もちろん、この手の専門用語を常識的に使う職種の人、この場合は医師になるが、中身を理解してから頭にいれるのが定石で、別にその方法を崩す必要はない。
自分が使いそうなフレーズと一緒に覚えると効率的!
この話のコアは、何個えるかというのは数千個覚えるというような意味のことではなく、1万5000個程度を覚え込むという意味である。約2万個ほどの単語力があれば、どのような難解な文章であっても、意味はわからなくても日本語訳程度は作れる。数千個しか記憶数がない人と比べて、機械的に処理できる部分が圧倒的に多く、受験には有利である。
最重要語2,000語の日本語の訳語を上記のやり方で一通り(80〜90%)覚えたら、2,001語目からの単語は例文で覚えていくことをお勧めする。
最重要語2,000語程度の単語の知識が入っていない段階では、例文で覚えることは逆に非効率になり得る。例文の中のほとんど全ての単語がわからなければ、何かと何かを関連づけて覚えるという、例文で単語を覚えるメリットが享受しにくくなるからだ。例文を理解することだけで終わってしまう可能性が高くなる。
最重要語2,000語程度を覚えたあとであれば、未知の単語を知っている最重要語と関連づけて覚えられるだけではなく、多くの例文に触れることにより、最重要語の色々な意味や使われ方も理解できるようになる。そして徐々に自分でも使えるようになっていく。
その際、自分が実際に使えそうなフレーズが多く含まれている例文を使用できればより効率的だ。覚えた単語を他のフレーズに使ってみたり、覚えたフレーズの単語を変えてみたりすることができれば、表現の幅をより広げることができ、「話す」・「書く」アウトプット時の流暢さを向上することもできる。
英単語を頭にいれるためのおすすめ独習教材
初心者のうちに経験してしまったほうが良い、私の独断で選んだ教材を紹介する。 実は、大学受験の合格体験記などでも頻出する書籍なので、何も私だけが特別変わったことを言っているわけではないことを付け加えておきたい。

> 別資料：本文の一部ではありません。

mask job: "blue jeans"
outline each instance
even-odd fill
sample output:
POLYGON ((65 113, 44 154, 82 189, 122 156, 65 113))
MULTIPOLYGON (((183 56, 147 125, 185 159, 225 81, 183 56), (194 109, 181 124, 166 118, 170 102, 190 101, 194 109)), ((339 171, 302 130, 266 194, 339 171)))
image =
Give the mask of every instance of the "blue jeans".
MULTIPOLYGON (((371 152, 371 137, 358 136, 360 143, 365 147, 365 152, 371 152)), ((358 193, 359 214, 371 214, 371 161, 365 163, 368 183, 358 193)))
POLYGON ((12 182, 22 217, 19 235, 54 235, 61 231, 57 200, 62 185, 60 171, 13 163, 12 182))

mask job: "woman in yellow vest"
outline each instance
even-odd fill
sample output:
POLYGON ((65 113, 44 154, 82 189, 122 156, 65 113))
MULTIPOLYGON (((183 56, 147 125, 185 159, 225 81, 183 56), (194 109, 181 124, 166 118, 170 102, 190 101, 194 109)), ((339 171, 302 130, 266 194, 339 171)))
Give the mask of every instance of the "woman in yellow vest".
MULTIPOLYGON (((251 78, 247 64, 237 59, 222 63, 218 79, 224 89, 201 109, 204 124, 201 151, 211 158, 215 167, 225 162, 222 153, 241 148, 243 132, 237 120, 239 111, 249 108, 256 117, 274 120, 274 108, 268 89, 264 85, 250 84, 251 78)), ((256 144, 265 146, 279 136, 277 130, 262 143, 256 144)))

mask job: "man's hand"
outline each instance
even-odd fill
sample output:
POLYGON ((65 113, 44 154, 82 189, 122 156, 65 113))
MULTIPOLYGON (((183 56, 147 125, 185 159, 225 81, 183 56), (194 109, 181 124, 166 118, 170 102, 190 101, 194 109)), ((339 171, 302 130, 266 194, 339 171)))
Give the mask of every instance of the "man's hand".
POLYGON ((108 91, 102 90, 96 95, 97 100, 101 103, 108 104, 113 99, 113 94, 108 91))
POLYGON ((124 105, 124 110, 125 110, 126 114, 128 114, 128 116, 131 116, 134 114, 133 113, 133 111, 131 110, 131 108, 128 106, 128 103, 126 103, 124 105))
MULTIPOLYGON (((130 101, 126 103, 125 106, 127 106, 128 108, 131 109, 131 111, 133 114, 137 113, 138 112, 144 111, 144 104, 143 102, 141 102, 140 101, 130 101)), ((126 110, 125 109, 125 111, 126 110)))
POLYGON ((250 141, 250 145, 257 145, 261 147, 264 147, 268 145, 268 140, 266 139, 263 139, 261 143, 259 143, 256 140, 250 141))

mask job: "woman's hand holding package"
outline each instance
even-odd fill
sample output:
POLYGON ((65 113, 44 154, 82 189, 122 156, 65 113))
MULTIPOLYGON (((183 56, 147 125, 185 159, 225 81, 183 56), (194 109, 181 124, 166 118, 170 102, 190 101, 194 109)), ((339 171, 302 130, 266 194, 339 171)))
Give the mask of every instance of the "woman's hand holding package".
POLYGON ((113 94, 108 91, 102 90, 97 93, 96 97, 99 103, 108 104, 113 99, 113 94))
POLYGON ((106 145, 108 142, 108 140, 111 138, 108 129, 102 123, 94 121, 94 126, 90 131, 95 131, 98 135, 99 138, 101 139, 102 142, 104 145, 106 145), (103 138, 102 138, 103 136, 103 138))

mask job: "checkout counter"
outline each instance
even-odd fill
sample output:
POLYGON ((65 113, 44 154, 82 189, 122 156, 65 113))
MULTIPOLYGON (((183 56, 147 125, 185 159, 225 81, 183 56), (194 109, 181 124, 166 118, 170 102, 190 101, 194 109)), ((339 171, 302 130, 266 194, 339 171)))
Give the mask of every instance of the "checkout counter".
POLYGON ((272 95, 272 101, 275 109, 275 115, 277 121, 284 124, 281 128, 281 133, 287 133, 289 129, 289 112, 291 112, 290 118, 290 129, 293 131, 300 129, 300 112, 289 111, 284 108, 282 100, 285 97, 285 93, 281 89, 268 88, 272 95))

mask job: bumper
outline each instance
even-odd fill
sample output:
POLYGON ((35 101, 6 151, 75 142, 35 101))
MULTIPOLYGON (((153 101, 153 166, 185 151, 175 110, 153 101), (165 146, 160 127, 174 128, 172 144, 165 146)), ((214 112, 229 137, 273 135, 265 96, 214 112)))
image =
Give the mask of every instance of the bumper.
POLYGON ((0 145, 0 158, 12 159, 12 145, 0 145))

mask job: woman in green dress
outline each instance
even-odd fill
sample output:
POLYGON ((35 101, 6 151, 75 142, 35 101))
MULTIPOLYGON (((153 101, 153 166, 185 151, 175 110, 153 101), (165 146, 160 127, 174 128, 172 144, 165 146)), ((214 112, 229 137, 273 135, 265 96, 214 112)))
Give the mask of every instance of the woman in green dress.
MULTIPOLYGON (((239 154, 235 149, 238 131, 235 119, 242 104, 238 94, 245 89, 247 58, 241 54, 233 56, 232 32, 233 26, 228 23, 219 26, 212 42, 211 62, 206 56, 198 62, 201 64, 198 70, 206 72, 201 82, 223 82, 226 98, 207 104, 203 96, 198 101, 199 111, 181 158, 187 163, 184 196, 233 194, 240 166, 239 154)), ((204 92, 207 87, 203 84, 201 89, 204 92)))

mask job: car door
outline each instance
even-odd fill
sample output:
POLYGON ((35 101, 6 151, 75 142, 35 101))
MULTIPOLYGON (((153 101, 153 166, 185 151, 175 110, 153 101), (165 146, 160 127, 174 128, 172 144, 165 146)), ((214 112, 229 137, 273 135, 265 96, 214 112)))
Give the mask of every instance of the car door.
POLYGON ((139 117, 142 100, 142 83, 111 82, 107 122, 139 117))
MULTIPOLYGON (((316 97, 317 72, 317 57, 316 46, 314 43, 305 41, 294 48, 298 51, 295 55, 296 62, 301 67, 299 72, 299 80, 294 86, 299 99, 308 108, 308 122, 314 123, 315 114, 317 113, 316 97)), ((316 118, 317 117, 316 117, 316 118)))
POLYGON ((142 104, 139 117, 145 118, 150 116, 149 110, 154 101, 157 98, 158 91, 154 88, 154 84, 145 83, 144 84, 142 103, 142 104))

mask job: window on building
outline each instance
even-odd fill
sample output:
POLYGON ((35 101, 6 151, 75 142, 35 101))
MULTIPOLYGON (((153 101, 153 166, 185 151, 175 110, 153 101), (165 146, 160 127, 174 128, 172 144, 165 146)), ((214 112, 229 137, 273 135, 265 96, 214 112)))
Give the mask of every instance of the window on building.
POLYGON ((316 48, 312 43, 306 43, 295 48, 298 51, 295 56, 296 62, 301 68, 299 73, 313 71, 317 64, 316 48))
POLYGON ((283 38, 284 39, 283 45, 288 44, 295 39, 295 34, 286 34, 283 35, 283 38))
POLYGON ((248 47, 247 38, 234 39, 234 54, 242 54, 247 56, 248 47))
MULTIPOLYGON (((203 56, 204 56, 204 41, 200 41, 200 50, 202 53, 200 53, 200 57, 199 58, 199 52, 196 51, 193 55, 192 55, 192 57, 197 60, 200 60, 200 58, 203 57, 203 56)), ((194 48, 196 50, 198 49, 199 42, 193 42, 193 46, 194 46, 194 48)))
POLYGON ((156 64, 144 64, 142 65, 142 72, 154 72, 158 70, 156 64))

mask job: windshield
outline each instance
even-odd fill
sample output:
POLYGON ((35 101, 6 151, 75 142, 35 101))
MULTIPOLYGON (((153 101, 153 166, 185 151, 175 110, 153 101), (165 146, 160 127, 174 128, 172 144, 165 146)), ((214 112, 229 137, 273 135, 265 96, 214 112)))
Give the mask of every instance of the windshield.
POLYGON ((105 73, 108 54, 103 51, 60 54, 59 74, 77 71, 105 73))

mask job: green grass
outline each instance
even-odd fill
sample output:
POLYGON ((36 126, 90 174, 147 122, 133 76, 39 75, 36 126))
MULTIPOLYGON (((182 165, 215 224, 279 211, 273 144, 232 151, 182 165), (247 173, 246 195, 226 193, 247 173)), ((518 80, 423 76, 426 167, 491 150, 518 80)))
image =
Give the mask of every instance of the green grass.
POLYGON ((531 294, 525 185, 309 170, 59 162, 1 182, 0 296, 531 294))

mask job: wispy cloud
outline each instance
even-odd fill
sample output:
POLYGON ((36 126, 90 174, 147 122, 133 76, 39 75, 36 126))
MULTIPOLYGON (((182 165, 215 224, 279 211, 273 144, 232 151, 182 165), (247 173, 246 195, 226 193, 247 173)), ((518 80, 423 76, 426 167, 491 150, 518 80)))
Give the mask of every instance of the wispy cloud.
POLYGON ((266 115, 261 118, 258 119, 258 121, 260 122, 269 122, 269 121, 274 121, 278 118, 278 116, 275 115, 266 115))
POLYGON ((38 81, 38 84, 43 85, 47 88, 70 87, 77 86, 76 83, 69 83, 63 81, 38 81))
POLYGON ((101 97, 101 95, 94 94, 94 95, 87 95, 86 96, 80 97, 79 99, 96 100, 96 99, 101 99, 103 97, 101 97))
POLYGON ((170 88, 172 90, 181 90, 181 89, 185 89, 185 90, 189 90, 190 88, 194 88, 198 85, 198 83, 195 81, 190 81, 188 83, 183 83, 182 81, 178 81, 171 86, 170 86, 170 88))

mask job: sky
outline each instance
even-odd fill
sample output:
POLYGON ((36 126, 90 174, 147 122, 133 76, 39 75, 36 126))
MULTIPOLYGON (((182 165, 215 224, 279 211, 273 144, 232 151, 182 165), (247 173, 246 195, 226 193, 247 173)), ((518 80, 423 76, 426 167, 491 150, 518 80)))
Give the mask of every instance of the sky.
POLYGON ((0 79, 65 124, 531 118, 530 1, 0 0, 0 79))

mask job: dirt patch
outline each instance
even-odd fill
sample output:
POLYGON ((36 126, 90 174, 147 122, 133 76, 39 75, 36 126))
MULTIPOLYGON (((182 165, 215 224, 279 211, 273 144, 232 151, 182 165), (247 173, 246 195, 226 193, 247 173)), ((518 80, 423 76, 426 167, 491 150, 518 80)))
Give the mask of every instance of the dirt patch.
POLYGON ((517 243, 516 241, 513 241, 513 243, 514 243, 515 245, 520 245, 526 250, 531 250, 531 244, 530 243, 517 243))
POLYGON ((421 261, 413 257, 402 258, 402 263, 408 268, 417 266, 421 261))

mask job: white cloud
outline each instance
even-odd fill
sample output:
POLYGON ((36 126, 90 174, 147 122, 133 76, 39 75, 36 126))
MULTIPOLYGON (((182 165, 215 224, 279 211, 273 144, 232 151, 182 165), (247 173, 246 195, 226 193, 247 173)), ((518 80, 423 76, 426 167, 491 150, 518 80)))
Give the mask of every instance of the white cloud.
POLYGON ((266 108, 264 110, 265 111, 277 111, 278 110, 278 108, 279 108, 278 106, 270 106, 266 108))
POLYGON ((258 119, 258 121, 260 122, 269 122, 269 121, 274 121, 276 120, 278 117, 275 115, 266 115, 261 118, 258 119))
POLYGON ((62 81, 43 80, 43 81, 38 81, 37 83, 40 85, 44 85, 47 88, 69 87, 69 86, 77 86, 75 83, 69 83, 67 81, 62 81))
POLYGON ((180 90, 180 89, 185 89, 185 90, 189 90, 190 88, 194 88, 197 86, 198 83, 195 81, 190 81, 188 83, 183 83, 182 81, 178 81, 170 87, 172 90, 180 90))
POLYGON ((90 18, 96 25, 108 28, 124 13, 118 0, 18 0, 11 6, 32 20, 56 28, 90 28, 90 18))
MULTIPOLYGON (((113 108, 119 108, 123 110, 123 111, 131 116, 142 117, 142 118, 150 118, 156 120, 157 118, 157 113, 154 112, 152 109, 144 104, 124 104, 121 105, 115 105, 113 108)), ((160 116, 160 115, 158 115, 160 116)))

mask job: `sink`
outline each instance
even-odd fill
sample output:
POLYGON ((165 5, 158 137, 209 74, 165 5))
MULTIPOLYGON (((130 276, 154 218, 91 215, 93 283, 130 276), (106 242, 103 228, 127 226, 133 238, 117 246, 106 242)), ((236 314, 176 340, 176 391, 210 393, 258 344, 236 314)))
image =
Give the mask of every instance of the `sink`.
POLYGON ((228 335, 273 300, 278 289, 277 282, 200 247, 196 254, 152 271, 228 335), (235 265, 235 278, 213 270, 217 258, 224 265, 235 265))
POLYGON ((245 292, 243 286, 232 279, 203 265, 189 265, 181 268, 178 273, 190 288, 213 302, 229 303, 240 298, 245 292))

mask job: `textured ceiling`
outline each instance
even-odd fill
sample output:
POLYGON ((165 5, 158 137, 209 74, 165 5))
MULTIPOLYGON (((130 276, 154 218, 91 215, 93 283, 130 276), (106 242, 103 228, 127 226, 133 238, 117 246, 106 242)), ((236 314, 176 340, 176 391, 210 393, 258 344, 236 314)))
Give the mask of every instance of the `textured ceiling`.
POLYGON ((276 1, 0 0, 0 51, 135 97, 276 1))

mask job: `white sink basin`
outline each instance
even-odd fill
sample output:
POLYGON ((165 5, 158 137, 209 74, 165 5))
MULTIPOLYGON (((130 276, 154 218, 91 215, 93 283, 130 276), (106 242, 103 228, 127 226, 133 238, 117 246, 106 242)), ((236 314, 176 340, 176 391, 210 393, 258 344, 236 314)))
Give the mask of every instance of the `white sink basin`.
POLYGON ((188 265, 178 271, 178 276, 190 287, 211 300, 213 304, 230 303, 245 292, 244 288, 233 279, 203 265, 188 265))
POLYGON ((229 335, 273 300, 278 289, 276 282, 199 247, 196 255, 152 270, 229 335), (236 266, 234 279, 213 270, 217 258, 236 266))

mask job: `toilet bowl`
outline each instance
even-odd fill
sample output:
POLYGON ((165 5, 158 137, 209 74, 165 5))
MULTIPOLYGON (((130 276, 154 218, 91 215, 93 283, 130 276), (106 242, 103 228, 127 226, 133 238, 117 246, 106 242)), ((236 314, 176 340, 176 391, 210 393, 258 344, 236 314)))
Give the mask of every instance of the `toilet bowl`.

また、大学受験生の場合、Z会などが奨励している「英文の中で単語を覚えよう」という方法があるが、一般的な人(英語を普通に活用したい人)はわざわざ意識する必要はない。 英文の中で覚えることは結構だが、圧倒的に単語数が少ないうちは、赤ん坊のように片っ端から、頭に刷り込んでいく方法のほうが手っ取り早く、反復しやすい。学者や英語の先生をやりたいのなら、人に説明するための理屈や屁理屈が必要になるが、英語活用を目的にするのであれば、理屈は後付でいい。
DUO 3.0
発売日が 2000年3月なので古いと思う人がいるかも知れないが、気にする必要はない。 この本は、ホントによくまとまっている。受験生で、いずれは英語を使えるようになりたいと考える人、学校を昔に卒業してから英語をやりたいと思う人、万人におすすめできる本である。
この書籍が発売されてから、大学受験専門の出版社などが、実践・実用を意識した参考書や問題集に力を入れ始めた経緯がある。後発のものは優れているところもあるが、内容は良くてもコンセプトがブレブレのものや、書籍の紙質に至るまでこだわりきったものがなく、実践を意識した独学用としては使い勝手の悪いものが多い。
「DUO 3.0」はいわば、先輩英語学習者の単語帳である。ページ全部を覚えるのでなく、青文字の部分だけをひたすら反復しても良い。 その作業があわれば、次に黒文字の部分を読んでみる、飽きたら、例文だけを読んでみるというような、部分かじりの方法で活用して構わない。
逆に、目的の1ページを覚えるまで次に進まないというような使い方には全く向かない。要点だけを抜書きしたものなので、活用方法は千差万別だが、ある程度学習が進んでからもう一度見てみると、書籍の価格以上に内容が深いことに気づくはずである(つまり、レベルは低くない)。
採用されている例文は、「米国の大学教授3名を含む15名のネイティヴと共に完成させた 「暗記する価値のある英文」」ということだが、どの例文も平易なので慣れてくると自然に頭に入るようになっている。もちろん、無理に覚える必要はない。
気に入ったら、書籍版と Kindle版を入手することをおすすめする。復習用 CDも、活用しよう。学習効率を上げるなら、書籍の方は複数あれば使いやすい。半年毎日使えば、書籍代とCD代のモト以上のものは得られる。同じ単語数と定着率は、同価格のスクールでは得られないと感じるはずである。
細かいことだが、書籍版は比較的摩耗には強いい感じの紙質である。私個人の意見だが、この本には、捨てるところがない
DUO(デュオ)セレクト: 厳選英単語・熟語1600
巷では、「DUO 3.0」が難しい人用と受け取られているが、たしかに DUO 3.0 をより使いやすくした感じがあるないようである。
2大英英辞典の基本定義語とほぼ一致しているという見出し語1,572語と熟語997を掲載。TOEIC780点レベル、英検準1級レベルが目標の方向け。CDと合わせると4千円以上と高い。